Le misure adottate saranno valide per un periodo di 5 anni, a meno che non venga avviata una revisione della scadenza prima. “L’Ue rimane il campione mondiale del commercio aperto, equo e basato sulle regole. Accogliamo con favore la concorrenza, anche nel settore dei veicoli elettrici, ma deve essere sostenuta dall’equità e da condizioni di parità“, ha evidenziato il vice presidente della Commissione europea, Valdis Dombrovskis. “Adottando queste misure proporzionate e mirate dopo un’indagine rigorosa, stiamo difendendo pratiche di mercato eque e la base industriale europea. Parallelamente, rimaniamo aperti a una possibile soluzione alternativa che sarebbe efficace nell’affrontare i problemi identificati e compatibile con l’Omc“, ha puntualizzato.

La decisione di oggi arriva dopo mesi di negoziati per tentare di trovare una soluzione amichevole e concordata con Pechino.
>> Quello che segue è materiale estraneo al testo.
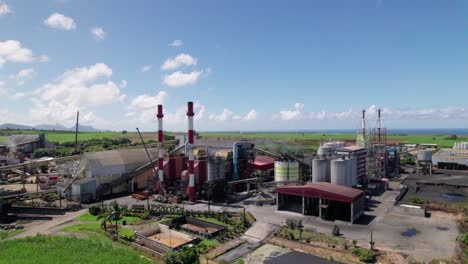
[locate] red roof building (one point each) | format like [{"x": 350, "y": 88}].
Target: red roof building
[{"x": 263, "y": 163}]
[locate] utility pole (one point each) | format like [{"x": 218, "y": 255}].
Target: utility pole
[{"x": 76, "y": 132}]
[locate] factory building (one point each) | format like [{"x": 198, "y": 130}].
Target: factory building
[
  {"x": 24, "y": 144},
  {"x": 454, "y": 159},
  {"x": 360, "y": 153},
  {"x": 324, "y": 200},
  {"x": 340, "y": 165}
]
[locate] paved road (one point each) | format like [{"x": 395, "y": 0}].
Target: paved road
[{"x": 46, "y": 227}]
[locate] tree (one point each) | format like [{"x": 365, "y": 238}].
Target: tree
[
  {"x": 172, "y": 257},
  {"x": 104, "y": 216},
  {"x": 44, "y": 168}
]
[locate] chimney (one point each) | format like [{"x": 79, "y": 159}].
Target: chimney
[
  {"x": 160, "y": 147},
  {"x": 191, "y": 170}
]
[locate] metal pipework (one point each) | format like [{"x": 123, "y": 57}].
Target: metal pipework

Ma se a parole le due parti hanno più volte evidenziato la volontà di raggiungerla, nei fatti i tentativi sono andati a vuoto. Con Bruxelles ferma sul punto, ora, ma anche preoccupata per l’attuale procedimento anti-dumping cinese contro il brandy e per le azioni avviate su carne di maiale e latticini, che la parte Ue ritiene infondate.